Comenzaron a recorrer la vivienda, evaluando las labores que tendrían que hacer.

Posterior a un gran catastro, decidieron que el mejor primer paso sería deshacerse de las cosas que no servían.

Estuvieron horas sacando basura, ropa vieja, maderas que se habían desprendido, entre muchas otras cosas.

—¡Ben! —gritó Amelia desde el salón principal.

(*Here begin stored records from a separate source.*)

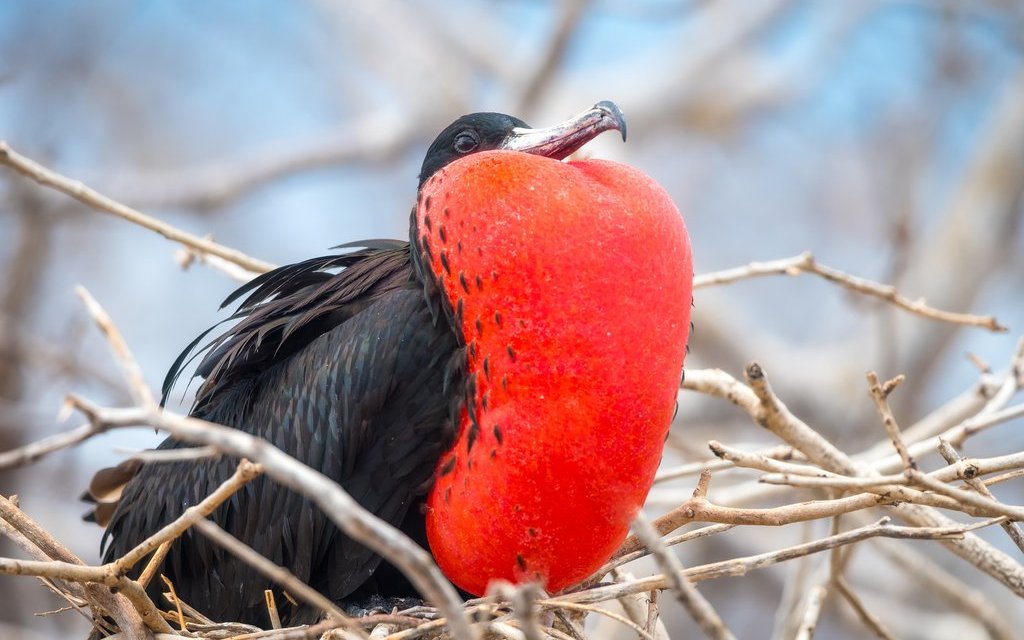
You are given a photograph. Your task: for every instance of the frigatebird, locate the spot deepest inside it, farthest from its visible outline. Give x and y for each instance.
(500, 387)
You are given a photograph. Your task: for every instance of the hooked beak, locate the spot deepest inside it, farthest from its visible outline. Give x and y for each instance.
(563, 139)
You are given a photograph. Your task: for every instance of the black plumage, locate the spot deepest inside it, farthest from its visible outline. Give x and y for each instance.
(353, 365)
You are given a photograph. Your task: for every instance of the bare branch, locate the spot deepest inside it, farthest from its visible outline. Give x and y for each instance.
(86, 196)
(805, 263)
(695, 604)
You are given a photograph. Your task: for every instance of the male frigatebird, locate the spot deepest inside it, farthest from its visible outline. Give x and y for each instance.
(500, 387)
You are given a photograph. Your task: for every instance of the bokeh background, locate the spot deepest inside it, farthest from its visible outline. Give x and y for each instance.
(887, 136)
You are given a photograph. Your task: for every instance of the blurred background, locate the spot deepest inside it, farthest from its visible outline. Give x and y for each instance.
(887, 136)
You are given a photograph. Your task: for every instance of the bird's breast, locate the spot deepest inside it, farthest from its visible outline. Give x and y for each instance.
(570, 286)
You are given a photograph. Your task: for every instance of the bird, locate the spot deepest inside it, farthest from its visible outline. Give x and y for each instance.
(499, 387)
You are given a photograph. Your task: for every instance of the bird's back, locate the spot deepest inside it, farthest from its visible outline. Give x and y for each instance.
(345, 373)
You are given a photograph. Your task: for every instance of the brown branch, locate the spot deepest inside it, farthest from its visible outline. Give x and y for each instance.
(805, 263)
(98, 202)
(742, 565)
(872, 623)
(695, 604)
(134, 612)
(244, 473)
(351, 518)
(278, 574)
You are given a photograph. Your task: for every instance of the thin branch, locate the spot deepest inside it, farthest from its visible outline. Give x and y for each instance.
(695, 604)
(244, 473)
(742, 565)
(86, 196)
(872, 623)
(348, 515)
(133, 611)
(810, 621)
(278, 574)
(805, 263)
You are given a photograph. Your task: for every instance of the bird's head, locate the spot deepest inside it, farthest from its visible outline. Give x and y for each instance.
(489, 131)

El inglés corrió despavorido hacia ella, pensado que quizás le había ocurrido algo malo, pero al llegar, notó que la dama había descubierto algo más.

—Oh... —susurró Ben—. Es el piano de mi abuelo...

—Es hermoso... —dijo ella mientras pasaba un par de dedos sobre la superficie polvorienta—. ¿Podemos conservarlo?

—Claro que sí, ¿sabes tocarlo? —preguntó mientras la miraba.

—No... —respondió la mujer—. ¿Qué hay de ti?

—No, siempre fui malo con la música... eso era cosa de Andrew... —farfulló.

Ella le dio dos suaves palmadas en la espalda.

—Yo creo que eres un gran cantante... —dijo ella con una sonrisa.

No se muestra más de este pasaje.